« Je peux baisser la télé? »
« Tu peux l’éteindre, ouais. De toute façon, ils sont tous à se taper dessus, ces temps. Tout le monde se tape dessus. »
« Oui, c’est pas joli-joli, je sais. J’évite de regarder les informations, tu sais; ça apporte rien de bien, je pense. »
Il perd de nouveau son regard dans le vague. Il pivote sur sa chaise roulante. Regarde par la fenêtre. Il fait beau, aujourd’hui. Un ilôt d’éclaircies au milieu d’un été pourri.

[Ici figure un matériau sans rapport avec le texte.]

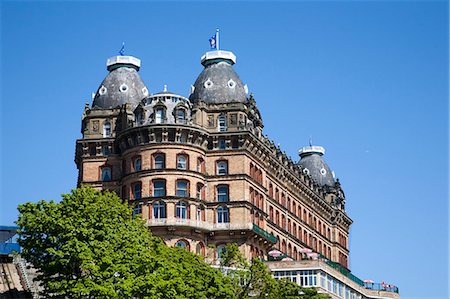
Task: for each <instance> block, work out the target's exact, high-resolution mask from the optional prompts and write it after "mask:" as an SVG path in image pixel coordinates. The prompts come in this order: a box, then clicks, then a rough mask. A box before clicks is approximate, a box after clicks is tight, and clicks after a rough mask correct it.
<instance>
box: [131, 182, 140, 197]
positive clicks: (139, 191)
mask: <svg viewBox="0 0 450 299" xmlns="http://www.w3.org/2000/svg"><path fill="white" fill-rule="evenodd" d="M133 198H134V199H141V198H142V184H141V183H136V184H134V185H133Z"/></svg>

Des rideaux tout fins qui floutent une vue un peu pauvre de l’avenue Haldimand. Au moins, il y a un peu de passage.
Pivotant de nouveau, je me rends compte à quel point il est encore imposant. Encore en surpoids, mais amaigri depuis son entrée en maison de retraite. Mon grand-père est né en 1926. C’est la première fois que je vais le voir à sa nouvelle adresse.

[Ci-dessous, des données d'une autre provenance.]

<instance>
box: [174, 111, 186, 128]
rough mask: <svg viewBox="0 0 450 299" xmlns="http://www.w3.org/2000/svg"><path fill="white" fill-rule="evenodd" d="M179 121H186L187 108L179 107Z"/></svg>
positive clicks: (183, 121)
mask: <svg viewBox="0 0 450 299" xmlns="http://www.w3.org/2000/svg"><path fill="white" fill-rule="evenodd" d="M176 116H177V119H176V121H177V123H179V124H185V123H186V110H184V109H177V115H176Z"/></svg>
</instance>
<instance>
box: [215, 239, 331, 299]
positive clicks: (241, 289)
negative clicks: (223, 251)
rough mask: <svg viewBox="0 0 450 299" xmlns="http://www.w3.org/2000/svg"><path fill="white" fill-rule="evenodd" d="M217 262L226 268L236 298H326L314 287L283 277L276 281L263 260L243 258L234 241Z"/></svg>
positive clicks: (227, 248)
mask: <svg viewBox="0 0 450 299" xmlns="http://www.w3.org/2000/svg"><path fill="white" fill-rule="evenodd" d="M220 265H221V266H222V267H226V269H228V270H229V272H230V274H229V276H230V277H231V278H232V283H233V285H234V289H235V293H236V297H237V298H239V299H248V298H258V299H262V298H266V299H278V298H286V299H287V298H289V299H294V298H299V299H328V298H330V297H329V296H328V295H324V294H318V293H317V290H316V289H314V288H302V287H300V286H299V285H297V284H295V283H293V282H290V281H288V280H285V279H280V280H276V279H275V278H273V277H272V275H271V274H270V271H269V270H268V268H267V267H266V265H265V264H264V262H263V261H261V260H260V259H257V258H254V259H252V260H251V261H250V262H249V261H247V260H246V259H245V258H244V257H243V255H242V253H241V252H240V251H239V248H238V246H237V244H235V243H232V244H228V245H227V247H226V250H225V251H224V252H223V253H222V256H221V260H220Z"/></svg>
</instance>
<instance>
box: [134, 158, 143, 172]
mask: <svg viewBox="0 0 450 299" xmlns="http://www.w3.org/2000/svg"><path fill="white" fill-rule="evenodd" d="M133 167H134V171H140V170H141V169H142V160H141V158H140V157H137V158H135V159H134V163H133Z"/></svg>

« Tiens, grand-papa, je t’ai amené quelque chose. Il paraît que tu aimes bien les tickets à gratter, et que ceux-ci sont tes préférés. »
Je lui tends le truc.
« Ah, c’est gentil. Oui, j’aime bien. Des fois je gagne, des fois je gagne pas. Tiens, attends, j’en ai un de gagnant, là. Tu pourras aller l’échanger, comme ça tu m’en rapporte un nouveau la prochaine fois. »

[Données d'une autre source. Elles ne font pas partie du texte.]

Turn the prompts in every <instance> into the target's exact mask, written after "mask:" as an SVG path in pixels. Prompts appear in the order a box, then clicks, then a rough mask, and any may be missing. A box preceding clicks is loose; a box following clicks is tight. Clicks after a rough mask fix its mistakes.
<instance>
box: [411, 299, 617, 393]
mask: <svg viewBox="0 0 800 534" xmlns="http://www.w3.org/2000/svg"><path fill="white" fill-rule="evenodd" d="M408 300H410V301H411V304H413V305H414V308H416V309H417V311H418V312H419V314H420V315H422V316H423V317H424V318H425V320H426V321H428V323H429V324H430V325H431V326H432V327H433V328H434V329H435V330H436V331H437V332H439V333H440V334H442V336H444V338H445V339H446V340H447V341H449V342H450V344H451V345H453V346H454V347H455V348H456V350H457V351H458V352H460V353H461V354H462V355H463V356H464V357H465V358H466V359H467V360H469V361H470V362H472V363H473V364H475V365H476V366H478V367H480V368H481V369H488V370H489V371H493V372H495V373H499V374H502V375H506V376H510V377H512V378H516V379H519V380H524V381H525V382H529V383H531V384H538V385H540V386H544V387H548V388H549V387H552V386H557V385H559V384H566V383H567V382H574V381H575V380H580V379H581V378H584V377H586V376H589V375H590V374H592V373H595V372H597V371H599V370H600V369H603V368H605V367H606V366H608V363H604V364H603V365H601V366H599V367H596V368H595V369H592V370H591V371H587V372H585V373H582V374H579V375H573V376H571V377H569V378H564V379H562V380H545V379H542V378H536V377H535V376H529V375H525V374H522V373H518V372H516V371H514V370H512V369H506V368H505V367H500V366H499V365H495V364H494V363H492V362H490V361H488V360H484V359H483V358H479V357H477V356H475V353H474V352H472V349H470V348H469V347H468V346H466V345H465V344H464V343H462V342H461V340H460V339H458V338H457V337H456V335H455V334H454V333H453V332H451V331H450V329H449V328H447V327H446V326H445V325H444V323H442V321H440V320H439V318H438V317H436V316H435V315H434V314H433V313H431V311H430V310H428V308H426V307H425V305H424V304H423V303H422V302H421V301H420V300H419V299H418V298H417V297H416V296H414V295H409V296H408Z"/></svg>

Il me demande des nouvelles de moi, mais m’interrompt après ma première phrase; mes cousins m’avaient prévenu: il a une empathie toute limitée.
Mais aujourd’hui, il parle avec à-propos. Il est souvent vague, je dois lui demander de préciser les choses. Au bout du compte, je le lance sur son sujet préféré: la fanfare.
En 1947, à 21 ans, mon grand-père a été co-fondateur de la fanfare de Pomy, dans laquelle il a joué pendant plus de soixante ans. Avec une poignée d’amis du même âge, encouragés par un musicien aguerri, ils avaient commencé à répéter des marches et des polkas. Tout d’abord, aucune notion de la musique. Pas de local fixe. Pas de fonds de base. Deux mois après la première répétition, ils donnaient un premier concert en plein air autour de la poste du village. Une année après, c’était la première soirée.
« Ma mère a eu honte, le lendemain. Elle n’en revenait pas que son fils puisse organiser un bal dansant! »
« Pourquoi elle avait honte? »
« Ils étaient très… comme ça. »
Il joint les mains en prière.
La famille Richardet a toujours eu une réputation de « mômiers », de grenouilles de bénitiers, de fervents protestants. Alors le petit jeune qui organisait des bals de village, ça le faisait moyen.
« Mais pourquoi tu as fondé une fanfare? Pourquoi pas rejoindre le choeur d’hommes, par exemple? »
« Ha! Au choeur d’hommes, ça se faisait pas… Il y avait déjà d’autres familles. Tu sais, les six familles originaires, qu’on voit sur l’écusson de la commune; eh ben, il n’y avait pratiquement qu’eux. »
Une autre époque.
Tu te lances dans les mémoires de notre patriarche? 😉
C’est pour garder un petit bout de trace…
Me réjouis de lire le (2)… J’aime beaucoup.